Piazza Giovanni Bovio - Palazzo Appiani

 

Piazza Bovio è unica nel suo genere, nessuno l’ha costruita, se non la natura stessa che le ha posto di fronte uno scenario irripetibile, costellato dalle isole dell’Arcipelago Toscano e da un mare limpido e calmo nelle giornate di sole, agitato e grigio nei giorni tempestosi. In tutti i casi, lo spettacolo che si ammira da ogni lato della Piazza è sempre nuovo ed affascinante.

Piazza Bovio è adagiata su uno sperone di roccia proteso verso il mare, geologicamente formatosi nel corso dei millenni. Nel corso degli ultimi dodici secoli la presenza antropica ha provveduto a ripianare le asperità della roccia, senza alcuna intromissione che ne stravolgesse la forma e la fisionomia, assai simile, guarda caso, allo stivale geografico della nostra Italia. Una seconda visione fantasiosa immagina la parte antica della Città come un gabbiano in volo con ali spiegate e il collo e la testa (proprio Piazza Bovio) protesi verso il mare aperto.

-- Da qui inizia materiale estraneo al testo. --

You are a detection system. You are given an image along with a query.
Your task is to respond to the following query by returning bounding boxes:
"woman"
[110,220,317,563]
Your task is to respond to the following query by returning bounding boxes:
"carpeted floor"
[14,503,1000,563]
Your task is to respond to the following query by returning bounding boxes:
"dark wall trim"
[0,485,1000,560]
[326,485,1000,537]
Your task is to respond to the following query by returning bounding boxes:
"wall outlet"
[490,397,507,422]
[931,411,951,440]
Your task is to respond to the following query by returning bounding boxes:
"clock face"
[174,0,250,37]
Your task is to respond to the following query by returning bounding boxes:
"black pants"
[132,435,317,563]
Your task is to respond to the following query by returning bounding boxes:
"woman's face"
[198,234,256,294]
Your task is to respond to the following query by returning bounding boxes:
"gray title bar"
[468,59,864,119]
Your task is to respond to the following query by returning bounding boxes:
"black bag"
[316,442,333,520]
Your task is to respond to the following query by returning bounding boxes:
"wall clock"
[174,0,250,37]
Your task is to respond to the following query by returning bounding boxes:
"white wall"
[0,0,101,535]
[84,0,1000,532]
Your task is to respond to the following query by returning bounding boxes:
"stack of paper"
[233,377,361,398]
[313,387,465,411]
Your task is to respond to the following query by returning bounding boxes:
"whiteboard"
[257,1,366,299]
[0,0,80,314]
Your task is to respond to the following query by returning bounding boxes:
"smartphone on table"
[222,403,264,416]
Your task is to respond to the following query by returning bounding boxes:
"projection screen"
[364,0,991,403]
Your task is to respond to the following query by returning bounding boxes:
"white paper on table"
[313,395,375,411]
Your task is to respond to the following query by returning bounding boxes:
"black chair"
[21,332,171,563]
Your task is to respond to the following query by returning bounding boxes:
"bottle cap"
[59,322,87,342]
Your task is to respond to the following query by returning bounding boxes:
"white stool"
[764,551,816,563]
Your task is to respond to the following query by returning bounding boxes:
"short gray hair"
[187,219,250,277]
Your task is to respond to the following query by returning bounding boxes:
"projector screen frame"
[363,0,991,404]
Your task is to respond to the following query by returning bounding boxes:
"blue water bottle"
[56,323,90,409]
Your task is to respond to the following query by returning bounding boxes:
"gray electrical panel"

Intorno all’anno Mille sulla punta estrema della roccia fu edificato il baluardo militare della Rocchetta in funzione di difesa e controllo della navigazione nel canale di mare che divide Piombino dall’isola d’Elba. La Rocchetta fu rimossa negli anni Venti del Novecento per far posto all’arredo urbano della piazza, che prese il nome, nel 1907, dell’intellettuale pugliese Giovanni Bovio in sostituzione del termine generico di  Piazzarella. Furono poste le panchine lungo tutto il perimetro interno della piazza fino alla punta estrema protesa verso il mare, che continuò a chiamarsi Rocchetta nel linguaggio parlato. Il visitatore, seduto sulla panchina preferita, volge lentamente la testa a 180 gradi e assapora il piacere dell’intera visione dell’Arcipelago Toscano: Giglio, Montecristo, Elba, Capraia, con l’aggiunta della Corsica in lontananza e dei vicini isolotti di Cerboli e Palmaiola.

Una curiosità. Una lettera, datata 1749, tramanda un simpatico toponimo con il quale era conosciuto lo sperone roccioso che sorregge Piazza Bovio: Pan di Sapone.

 

 

 

All’inizio della piazza si colloca il trecentesco Palazzo Appiani, dal nome di Gherardo Appiani che lo scelse come sua prima dimora, quando lasciò il potere di Pisa per fondare la Signoria piombinese.

Nei secoli, il palazzo ha subito molte trasformazioni, ma si possono ancora leggere alcuni frammenti di quel tempo, come il grande portale contornato da bozze di pietra serena, la cui importante serraglia doveva portare scolpita in alto l’araldica di famiglia; come il vasto ingresso con l’annesso porticato che ancora conserva le colonne con capitello, ora purtroppo tamponate a impedire la vista del porto e del Canale; come le cosi dette “segrete”, che non erano luoghi di detenzione o punizione, ma soltanto dei locali interrati per conservare al fresco le derrate e quant’altro necessario alla quotidiana vita degli abitanti del palazzo.

Negli anni Sessanta del Quattrocento, gli Appiani lasciarono il palazzo per insediarsi nei nuovi edifici della Cittadella. Da quel momento, il Palazzo è stato usato sia come residenza dei rami collaterali delle famiglie dominanti, sia come accoglienza diplomatica, sia come Teatro Settecentesco.

La dominazione francese, dal 1805 al 1815, lo trasformò in un bagno penale, con le celle per i reclusi ubicate nei locali adiacenti al Palazzo e rivolti a Ovest, mentre il Palazzo vero e proprio fu riservato alla guarnigione ed alla amministrazione del “bagno”. Il restante periodo ottocentesco trascorse nell’anonimato e soltanto nella prima decade del secolo successivo fu intrapresa la restaurazione e la destinazione a complesso scolastico.

La costruzione più piccola, adiacente al Palazzo e rivolta a Sud, era la Cappella di Palazzo, che rimase in funzione fino al periodo francese, mentre oggi ospita un gradevole ambiente di ristorazione.

La facciata del Palazzo Appiani presenta un grande bronzo in onore dei caduti nella prima guerra mondiale. È una realizzazione dello scultore fiorentino Raffaello Romanelli, posta in opera il 24 maggio 1922, mentre le due fiaccole votive laterali, sempre dello stesso artista, furono aggiunte il 4 novembre 1924. Il quadro centrale presenta due soldati morenti: uno, a torso nudo e con il fucile nella mano destra addita, con la sinistra, i monumenti romani quali antica gloria (si riconosce il Pantheon); l’altro bacia la bandiera sorretta dall’immagine della Vittoria.